Anatomía y mitología del llamado pez del apocalipsis
Con sus cuerpos plateados alargados y vistosas aletas dorsales rojas, estos animales suelen medir entre cinco y siete metros, aunque existen registros de especímenes que alcanzaron los diecisiete metros y doscientos kilogramos de peso. A pesar de su apariencia imponente y del apodo de serpiente marina, resultan inofensivos para el ser humano porque carecen de dientes depredadores y se alimentan de plancton y pequeños crustáceos.
En lugares como Taiwán se los conoce popularmente como peces del apocalipsis o peces terremoto, debido a una antigua leyenda de pescadores que asociaba su presencia en la costa con inminentes terremotos o desastres marinos. El impacto de su tamaño y la extrañeza de su aparición fuera de las profundidades alimentaron esta creencia mitológica durante siglos en diversas culturas costeras.

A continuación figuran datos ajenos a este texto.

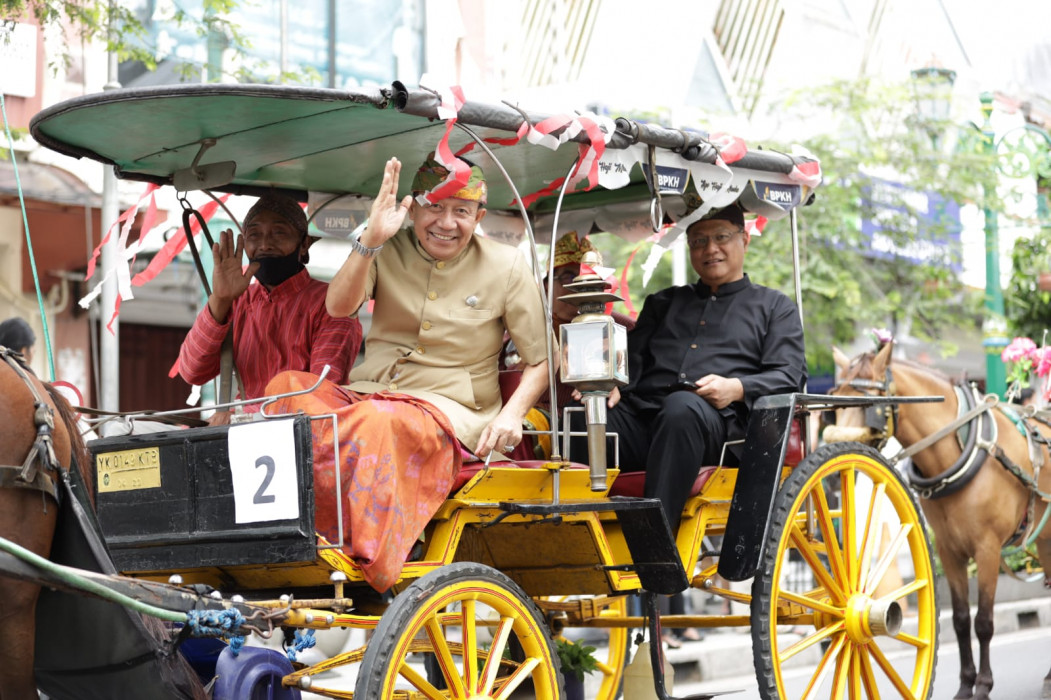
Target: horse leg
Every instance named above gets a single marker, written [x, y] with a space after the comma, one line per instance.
[955, 574]
[22, 520]
[988, 565]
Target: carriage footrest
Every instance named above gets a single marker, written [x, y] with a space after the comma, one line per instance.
[656, 558]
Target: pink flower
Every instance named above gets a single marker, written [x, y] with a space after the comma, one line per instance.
[1019, 349]
[1042, 361]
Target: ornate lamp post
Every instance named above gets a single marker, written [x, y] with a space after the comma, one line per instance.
[1021, 152]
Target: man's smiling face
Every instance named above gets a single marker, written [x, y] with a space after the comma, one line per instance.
[717, 251]
[445, 228]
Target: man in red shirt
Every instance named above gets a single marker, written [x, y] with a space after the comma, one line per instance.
[280, 323]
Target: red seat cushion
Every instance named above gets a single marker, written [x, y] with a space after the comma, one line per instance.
[630, 484]
[795, 454]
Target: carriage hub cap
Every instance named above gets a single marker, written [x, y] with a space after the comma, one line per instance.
[867, 618]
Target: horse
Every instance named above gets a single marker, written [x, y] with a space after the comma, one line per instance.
[989, 503]
[27, 512]
[35, 449]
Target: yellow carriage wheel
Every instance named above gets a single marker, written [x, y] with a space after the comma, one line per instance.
[845, 590]
[483, 637]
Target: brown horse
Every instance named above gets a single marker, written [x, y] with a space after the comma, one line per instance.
[27, 516]
[970, 521]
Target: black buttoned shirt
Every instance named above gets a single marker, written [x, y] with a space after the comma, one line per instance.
[745, 331]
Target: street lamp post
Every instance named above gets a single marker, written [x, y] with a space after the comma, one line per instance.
[1021, 152]
[993, 328]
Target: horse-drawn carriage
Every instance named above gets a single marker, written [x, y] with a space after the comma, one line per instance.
[841, 568]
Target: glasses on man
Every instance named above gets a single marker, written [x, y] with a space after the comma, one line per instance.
[565, 278]
[718, 239]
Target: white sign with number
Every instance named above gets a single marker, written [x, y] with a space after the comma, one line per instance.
[263, 468]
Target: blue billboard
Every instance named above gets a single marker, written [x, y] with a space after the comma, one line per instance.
[932, 219]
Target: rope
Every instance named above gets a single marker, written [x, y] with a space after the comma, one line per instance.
[28, 241]
[304, 640]
[218, 623]
[67, 576]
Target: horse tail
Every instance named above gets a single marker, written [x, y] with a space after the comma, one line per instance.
[79, 456]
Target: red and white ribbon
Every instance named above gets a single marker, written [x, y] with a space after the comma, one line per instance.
[459, 172]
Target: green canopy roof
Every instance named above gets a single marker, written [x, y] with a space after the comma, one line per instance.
[336, 141]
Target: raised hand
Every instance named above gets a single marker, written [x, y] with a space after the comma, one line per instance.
[387, 214]
[228, 280]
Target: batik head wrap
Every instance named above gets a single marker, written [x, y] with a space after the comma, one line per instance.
[432, 173]
[570, 249]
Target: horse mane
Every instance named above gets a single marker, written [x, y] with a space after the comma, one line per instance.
[79, 456]
[863, 363]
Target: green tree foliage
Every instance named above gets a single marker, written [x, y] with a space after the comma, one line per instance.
[873, 157]
[870, 138]
[122, 28]
[1027, 306]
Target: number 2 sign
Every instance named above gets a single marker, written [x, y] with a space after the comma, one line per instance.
[263, 469]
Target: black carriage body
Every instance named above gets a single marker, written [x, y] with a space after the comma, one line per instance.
[188, 520]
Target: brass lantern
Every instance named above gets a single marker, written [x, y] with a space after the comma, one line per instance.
[594, 357]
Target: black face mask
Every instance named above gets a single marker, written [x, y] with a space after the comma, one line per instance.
[274, 270]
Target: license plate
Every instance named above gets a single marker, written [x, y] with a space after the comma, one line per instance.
[128, 470]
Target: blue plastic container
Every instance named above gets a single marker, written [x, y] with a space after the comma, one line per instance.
[254, 674]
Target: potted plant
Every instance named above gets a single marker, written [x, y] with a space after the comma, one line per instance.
[577, 660]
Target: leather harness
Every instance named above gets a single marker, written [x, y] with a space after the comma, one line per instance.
[41, 467]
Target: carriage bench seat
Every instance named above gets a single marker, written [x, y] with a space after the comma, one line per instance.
[470, 469]
[627, 484]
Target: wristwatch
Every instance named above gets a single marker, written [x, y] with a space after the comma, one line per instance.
[363, 250]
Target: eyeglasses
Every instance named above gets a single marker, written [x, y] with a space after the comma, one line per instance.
[565, 278]
[718, 239]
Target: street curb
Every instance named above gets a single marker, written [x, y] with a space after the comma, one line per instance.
[728, 654]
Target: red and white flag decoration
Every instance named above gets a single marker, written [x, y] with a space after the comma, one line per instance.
[126, 253]
[730, 148]
[807, 173]
[589, 155]
[459, 172]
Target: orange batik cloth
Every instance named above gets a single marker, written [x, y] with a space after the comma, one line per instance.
[398, 456]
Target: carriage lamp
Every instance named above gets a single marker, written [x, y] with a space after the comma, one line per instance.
[594, 357]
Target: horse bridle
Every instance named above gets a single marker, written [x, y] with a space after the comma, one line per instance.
[28, 475]
[882, 417]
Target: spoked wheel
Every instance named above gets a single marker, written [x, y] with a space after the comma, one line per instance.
[613, 643]
[488, 638]
[846, 585]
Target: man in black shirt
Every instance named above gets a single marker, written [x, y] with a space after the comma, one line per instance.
[699, 356]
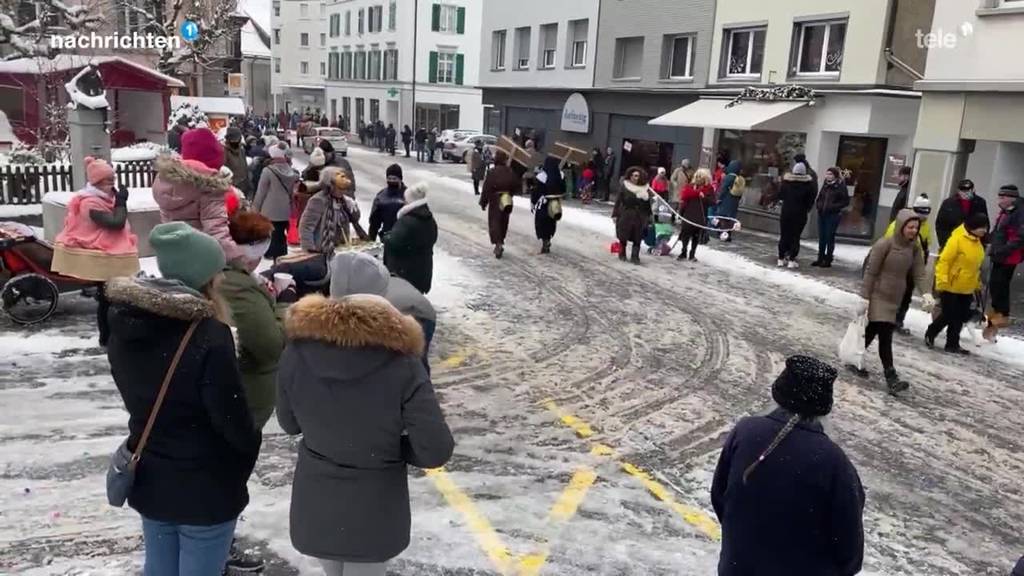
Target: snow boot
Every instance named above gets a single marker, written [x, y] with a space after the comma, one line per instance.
[895, 383]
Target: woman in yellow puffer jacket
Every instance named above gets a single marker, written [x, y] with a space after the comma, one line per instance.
[957, 276]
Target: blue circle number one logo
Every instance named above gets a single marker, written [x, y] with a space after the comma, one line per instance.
[189, 31]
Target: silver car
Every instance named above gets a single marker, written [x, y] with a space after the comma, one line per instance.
[333, 135]
[458, 151]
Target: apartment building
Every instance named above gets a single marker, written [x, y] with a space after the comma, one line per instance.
[411, 62]
[298, 43]
[971, 122]
[859, 57]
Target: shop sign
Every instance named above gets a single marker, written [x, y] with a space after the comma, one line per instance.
[893, 164]
[576, 114]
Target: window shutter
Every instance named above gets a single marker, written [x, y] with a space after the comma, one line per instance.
[432, 75]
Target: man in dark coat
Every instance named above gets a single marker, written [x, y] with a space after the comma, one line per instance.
[956, 209]
[409, 250]
[903, 196]
[788, 499]
[387, 203]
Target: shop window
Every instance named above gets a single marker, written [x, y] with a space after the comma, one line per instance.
[817, 48]
[498, 49]
[677, 56]
[549, 38]
[744, 52]
[629, 57]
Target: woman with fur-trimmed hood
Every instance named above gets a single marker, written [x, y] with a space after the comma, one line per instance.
[632, 212]
[352, 383]
[192, 189]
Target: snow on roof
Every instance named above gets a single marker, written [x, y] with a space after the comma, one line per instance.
[213, 105]
[252, 42]
[74, 62]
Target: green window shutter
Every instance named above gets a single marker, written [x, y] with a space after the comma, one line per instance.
[432, 75]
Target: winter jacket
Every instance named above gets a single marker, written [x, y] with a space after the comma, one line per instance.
[257, 320]
[235, 159]
[273, 195]
[203, 445]
[800, 512]
[187, 191]
[632, 211]
[1008, 236]
[951, 215]
[958, 268]
[728, 194]
[312, 221]
[833, 199]
[351, 381]
[385, 210]
[409, 250]
[889, 262]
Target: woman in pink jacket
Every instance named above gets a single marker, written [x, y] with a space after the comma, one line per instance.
[192, 189]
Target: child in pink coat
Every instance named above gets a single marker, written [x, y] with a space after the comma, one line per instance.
[96, 242]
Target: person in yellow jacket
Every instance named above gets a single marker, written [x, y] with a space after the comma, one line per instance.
[922, 207]
[957, 276]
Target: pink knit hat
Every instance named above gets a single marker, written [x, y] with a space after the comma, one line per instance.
[96, 169]
[202, 145]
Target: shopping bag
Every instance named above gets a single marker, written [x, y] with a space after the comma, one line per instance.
[851, 348]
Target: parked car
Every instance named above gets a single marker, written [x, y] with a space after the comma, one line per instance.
[333, 135]
[458, 151]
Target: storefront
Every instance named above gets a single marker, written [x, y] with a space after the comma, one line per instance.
[857, 132]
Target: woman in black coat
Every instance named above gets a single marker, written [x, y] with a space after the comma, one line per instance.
[545, 216]
[190, 482]
[632, 212]
[788, 499]
[409, 250]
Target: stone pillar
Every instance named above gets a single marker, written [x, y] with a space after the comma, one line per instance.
[88, 137]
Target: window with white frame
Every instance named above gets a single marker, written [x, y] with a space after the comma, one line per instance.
[522, 47]
[498, 49]
[579, 30]
[744, 52]
[445, 67]
[677, 56]
[449, 19]
[629, 57]
[547, 47]
[818, 47]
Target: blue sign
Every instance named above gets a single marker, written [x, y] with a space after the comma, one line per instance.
[189, 31]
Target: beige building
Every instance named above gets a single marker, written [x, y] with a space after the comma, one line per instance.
[972, 114]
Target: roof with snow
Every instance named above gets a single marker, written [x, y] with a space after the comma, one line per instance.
[74, 62]
[213, 105]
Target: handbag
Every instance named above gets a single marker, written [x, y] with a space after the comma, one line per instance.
[121, 471]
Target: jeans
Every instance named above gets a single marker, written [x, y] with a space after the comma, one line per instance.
[827, 227]
[335, 568]
[177, 549]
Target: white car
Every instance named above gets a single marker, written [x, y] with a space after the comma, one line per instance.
[333, 135]
[458, 151]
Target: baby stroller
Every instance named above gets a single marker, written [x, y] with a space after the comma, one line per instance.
[30, 290]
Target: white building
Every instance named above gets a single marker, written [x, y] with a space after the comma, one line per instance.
[298, 39]
[389, 60]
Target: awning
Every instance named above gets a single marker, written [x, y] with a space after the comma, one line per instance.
[711, 113]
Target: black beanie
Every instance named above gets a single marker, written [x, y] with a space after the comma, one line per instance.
[805, 386]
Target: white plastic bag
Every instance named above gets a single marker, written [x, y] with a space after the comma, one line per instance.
[851, 350]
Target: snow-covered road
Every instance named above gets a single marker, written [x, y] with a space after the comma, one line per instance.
[588, 399]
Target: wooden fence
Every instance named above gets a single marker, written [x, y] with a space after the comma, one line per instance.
[28, 183]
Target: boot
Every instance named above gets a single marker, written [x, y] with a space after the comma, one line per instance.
[895, 383]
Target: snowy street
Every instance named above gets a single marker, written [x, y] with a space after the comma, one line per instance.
[589, 400]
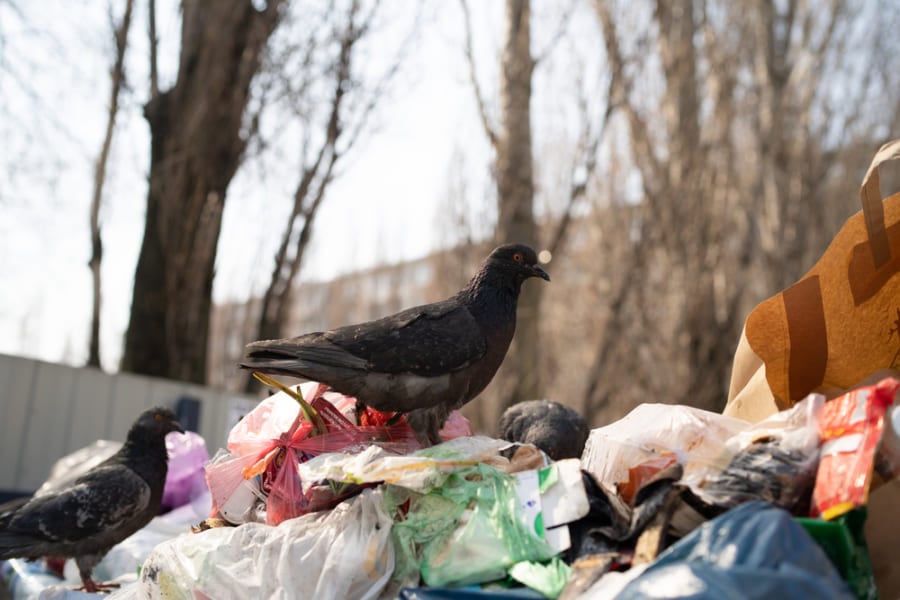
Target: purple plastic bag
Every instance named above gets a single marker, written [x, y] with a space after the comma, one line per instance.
[186, 478]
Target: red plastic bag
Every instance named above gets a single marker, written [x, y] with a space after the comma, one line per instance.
[850, 427]
[270, 442]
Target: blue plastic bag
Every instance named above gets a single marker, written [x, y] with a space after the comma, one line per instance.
[753, 551]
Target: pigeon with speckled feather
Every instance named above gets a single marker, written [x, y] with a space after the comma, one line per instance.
[555, 428]
[86, 518]
[424, 361]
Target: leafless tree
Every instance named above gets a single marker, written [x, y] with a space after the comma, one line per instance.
[734, 127]
[198, 138]
[351, 103]
[117, 76]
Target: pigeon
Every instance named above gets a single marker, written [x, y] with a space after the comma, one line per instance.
[425, 361]
[555, 428]
[87, 517]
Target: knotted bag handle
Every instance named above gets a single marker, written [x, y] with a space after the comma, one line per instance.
[873, 209]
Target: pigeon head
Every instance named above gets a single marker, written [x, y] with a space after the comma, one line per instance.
[516, 261]
[156, 421]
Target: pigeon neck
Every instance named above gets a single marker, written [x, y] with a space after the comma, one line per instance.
[147, 454]
[490, 295]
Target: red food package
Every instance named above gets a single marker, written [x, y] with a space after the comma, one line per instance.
[850, 428]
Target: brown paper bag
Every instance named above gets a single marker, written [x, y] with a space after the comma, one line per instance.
[832, 331]
[840, 322]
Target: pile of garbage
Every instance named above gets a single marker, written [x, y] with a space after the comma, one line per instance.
[315, 497]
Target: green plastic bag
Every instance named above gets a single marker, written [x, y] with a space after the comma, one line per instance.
[469, 530]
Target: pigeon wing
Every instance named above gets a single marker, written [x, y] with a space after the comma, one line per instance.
[96, 503]
[426, 340]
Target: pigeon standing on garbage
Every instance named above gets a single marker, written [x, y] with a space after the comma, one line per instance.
[555, 428]
[424, 361]
[87, 517]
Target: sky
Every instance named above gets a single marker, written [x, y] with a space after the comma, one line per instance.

La explicación científica sobre la presencia en la superficie
Frente a los mitos populares, los investigadores científicos aclararon que no existen pruebas que vinculen el varamiento de estos peces con la actividad sísmica. El mecanismo detrás de su llegada a la orilla suele responder a cambios en las corrientes oceánicas, fluctuaciones en la temperatura del agua o problemas de salud que alteran el comportamiento natural del animal.
Aunque anteriormente se reportaron episodios similares en los alrededores de Baja California Sur, los encuentros son muy escasos. Cada aparición vuelve a llamar la atención por el halo de misterio que rodea a esta especie, que permanece casi siempre oculta a mil metros bajo la superficie marina.